Barcode and sequencing amplicon performance

Barcode evenness was excellent, with typically 99.0% of the 1536 barcodes producing pass-filter read numbers which were between 0.033% and 0.13% of the total pass filter reads per lane (0.065% expected), with most of the failing barcodes tagging known water negative control samples or (based on repeat amplification with a different barcode) due to poor DNA quality. Amplicon evenness was good, and for many genotype calls we required to downsample data to 250 bases per site per sample (Supplementary Figure 1). However 10 of 511 amplicons effectively failed PCR. In a typical analysis of 100 high quality samples, 2% of the 58,550 unique amplicon bases had minimum mean read-depth <20, nearly all accounted for by the 10 failing amplicons.

Variant annotation

Annotation of all variants was first performed using annovar (Feb 2013) and the GENCODE V14 dataset. Coding variants were identified. Rare functional variants were identified based on stop, frameshift indel, non-synonymous (SNP or 3n indel) or splice predictions. We performed an additional layer of annotation for high confidence loss of function mutations, using the methods described by MacArthur et al[30]. The Variant Effect Predictor (VEP v2.5) tool from Ensembl was modified to produce custom annotation tags and additional loss of function (LoF) annotations. The additional LoF annotation was applied to variants which were annotated as STOP_GAINED, SPLICE_DONOR_VARIANT, SPLICE_ACCEPTOR_VARIANT, and FRAME_SHIFT and flagged if any filters failed. Filters included LoF is the ancestral allele; Exon is surrounded by non-canonical splice site (i.e. not AG/GT); LoF removes less than 5% of remaining protein; LoF is rescued by nearby Start Codon which results in less than 5% of protein truncated; Transcript only has one coding exon; splice site mutation within intron smaller than 15 bp; Splice site is non-canonical OR other splice site within same intron is non-canonical; Unable to determine exon/intron boundaries surrounding variant. A LoF variant is predicted as high confidence (HC) if there is one transcript that passes all filters, otherwise it is predicted as low confidence (LC). We noted that LoF mutations were seen in 21 of 25 genes, all were heterozygous genotypes, and mainly (87 of 97) as singletons or doubletons in the 41,911 samples (Supplementary Table 3).

Statistical analysis

Most analysis was performed in R using custom code (available on request). For tests using permutations (C-alpha, UNIQ-cases and UNIQ-controls in Figure 1), we randomly permuted in R the case control status 10,000 times. The unconditional burden test (Figure 1B) used a Fisher exact text.
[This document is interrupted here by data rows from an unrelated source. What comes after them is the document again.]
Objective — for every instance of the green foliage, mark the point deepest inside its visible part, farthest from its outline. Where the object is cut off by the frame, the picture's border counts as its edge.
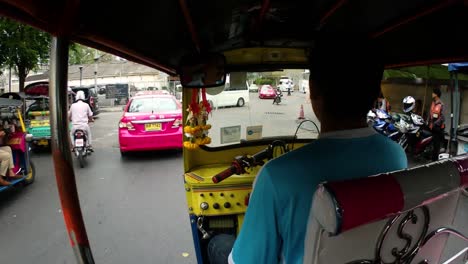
(22, 47)
(263, 80)
(79, 54)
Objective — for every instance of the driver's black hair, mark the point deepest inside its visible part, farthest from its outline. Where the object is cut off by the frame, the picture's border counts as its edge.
(347, 73)
(437, 91)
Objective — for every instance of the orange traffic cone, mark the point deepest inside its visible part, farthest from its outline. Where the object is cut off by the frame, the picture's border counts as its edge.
(301, 113)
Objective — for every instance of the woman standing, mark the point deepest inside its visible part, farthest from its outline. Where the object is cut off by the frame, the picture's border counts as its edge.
(6, 162)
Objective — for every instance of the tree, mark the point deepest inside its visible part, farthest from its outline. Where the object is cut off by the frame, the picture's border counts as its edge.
(22, 47)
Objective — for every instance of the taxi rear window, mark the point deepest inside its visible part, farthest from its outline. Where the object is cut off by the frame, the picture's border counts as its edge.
(151, 105)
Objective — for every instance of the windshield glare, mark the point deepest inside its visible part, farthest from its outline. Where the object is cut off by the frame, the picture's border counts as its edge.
(247, 114)
(152, 104)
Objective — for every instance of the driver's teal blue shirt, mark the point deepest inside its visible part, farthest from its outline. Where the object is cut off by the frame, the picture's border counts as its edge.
(275, 224)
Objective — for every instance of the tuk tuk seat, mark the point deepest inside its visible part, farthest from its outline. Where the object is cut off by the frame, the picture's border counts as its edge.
(400, 217)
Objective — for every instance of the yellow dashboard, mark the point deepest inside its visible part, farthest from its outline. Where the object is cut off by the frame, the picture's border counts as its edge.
(227, 197)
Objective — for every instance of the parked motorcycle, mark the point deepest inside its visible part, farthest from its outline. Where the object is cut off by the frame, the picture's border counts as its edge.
(416, 137)
(383, 123)
(80, 147)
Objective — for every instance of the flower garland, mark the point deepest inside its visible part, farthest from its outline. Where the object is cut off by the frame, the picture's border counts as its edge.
(197, 127)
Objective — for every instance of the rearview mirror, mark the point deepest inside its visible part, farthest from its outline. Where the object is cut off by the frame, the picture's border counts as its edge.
(203, 71)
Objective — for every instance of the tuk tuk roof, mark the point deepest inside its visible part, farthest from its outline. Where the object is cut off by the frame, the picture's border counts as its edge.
(252, 34)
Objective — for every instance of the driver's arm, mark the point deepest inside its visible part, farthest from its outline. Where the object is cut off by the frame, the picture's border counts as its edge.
(259, 240)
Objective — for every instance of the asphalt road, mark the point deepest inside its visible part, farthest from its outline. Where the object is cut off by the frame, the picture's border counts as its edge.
(134, 208)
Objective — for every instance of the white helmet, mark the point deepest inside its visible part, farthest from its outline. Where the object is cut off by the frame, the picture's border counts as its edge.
(80, 96)
(408, 104)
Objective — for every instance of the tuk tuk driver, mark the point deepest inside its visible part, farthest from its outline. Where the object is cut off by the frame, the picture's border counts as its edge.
(80, 114)
(276, 222)
(6, 162)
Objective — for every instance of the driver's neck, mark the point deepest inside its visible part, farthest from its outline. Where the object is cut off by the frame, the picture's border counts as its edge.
(331, 124)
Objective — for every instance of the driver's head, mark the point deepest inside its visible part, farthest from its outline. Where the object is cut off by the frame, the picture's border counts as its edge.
(345, 76)
(80, 96)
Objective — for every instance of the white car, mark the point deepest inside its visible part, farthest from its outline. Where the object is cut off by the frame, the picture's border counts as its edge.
(253, 88)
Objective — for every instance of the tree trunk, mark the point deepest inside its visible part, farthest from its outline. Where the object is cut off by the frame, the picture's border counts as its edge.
(22, 77)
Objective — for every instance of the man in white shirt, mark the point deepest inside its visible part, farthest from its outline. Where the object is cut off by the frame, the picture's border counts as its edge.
(80, 114)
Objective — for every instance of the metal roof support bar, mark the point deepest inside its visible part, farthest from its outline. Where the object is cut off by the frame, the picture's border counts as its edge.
(407, 20)
(64, 173)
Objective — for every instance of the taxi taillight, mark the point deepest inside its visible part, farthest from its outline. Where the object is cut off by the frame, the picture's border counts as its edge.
(177, 123)
(127, 125)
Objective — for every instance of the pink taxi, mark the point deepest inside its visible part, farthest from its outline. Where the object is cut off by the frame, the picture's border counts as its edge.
(151, 122)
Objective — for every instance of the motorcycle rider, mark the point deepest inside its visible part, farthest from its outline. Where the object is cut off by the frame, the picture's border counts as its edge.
(436, 122)
(382, 103)
(278, 96)
(80, 114)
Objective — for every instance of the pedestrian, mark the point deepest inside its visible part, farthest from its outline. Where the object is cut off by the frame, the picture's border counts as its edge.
(6, 162)
(436, 122)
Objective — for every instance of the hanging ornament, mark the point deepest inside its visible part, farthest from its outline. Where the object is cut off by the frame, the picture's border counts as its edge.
(196, 129)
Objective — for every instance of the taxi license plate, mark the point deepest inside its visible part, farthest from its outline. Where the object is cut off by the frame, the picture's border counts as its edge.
(153, 127)
(43, 142)
(79, 142)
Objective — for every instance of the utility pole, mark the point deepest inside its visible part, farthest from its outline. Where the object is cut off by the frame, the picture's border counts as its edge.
(81, 74)
(9, 80)
(96, 58)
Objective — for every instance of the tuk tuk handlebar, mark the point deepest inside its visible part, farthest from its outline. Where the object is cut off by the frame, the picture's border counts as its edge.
(240, 163)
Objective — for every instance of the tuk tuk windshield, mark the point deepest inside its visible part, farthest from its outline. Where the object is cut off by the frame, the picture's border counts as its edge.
(252, 106)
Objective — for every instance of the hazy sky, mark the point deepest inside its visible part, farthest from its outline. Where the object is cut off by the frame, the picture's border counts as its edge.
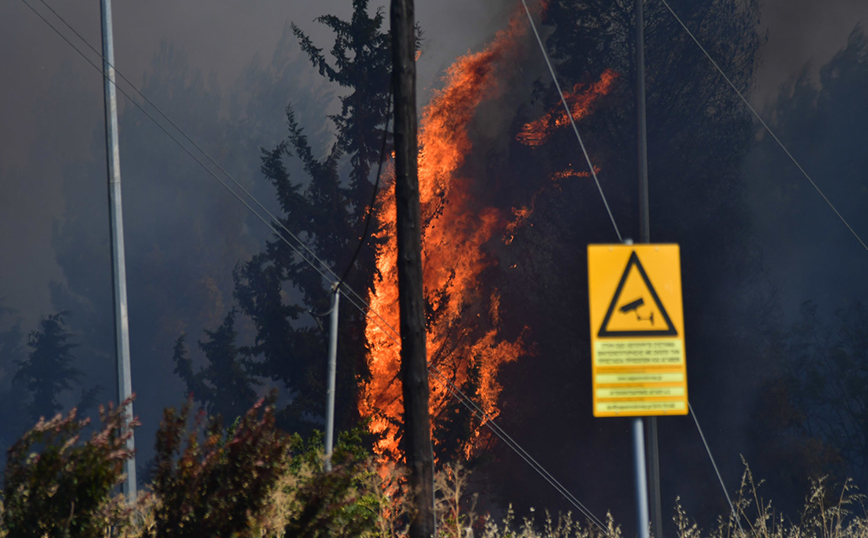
(221, 37)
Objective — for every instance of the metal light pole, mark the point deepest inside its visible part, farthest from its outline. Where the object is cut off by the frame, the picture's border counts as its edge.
(119, 273)
(332, 369)
(645, 237)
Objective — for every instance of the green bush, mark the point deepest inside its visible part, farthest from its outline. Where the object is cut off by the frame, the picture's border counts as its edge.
(219, 485)
(56, 485)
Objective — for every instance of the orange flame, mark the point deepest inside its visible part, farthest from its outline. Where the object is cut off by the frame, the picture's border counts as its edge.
(465, 342)
(580, 99)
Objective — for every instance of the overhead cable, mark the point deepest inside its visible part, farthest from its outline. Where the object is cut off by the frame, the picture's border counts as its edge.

Conditional burden tests used the glm function in R, including selected Immunochip common variants as covariates (selection based on a stepwise regression analysis up to 10−4). For the C-alpha statistic computation (Figure 1A), the expected proportion of rare alleles in the case/control cohorts was set to the proportion of cases and controls. Figure 1 was generated using the fact that under the null of no association −2log(p) is distributed as chi-squared with 2 degrees of freedom. PLINK/SEQ v0.09 (http://atgu.mgh.harvard.edu/plinkseq/index.shtml) was used for Ti/Tv statistics, and to confirm findings of R analyses (not shown). We used PLINK/SEQ for the genotype concordance analysis between Immunochip and Fluidigm-sequencing data. Discordant calls were observed at 169 of 2985255 (0.0056%) genotypes, occurring at 36 of 91 polymorphic variant sites present in both datasets. We inspected Illumina Immunochip R theta intensity plots for the discordant genotypes, and observed 8 discordant genotypes to be likely due to Immunochip data mis-clustering, and 11 discordant genotypes to be due to a 3rd or 4th observed allele in the high-throughput sequencing data. At the sites with 3rd and 4th alleles, we note the Immunochip array assays can only call two alleles, therefore is not possible to determine whether these sequence genotype calls are real or errors. R code used for analysis is available from V.P.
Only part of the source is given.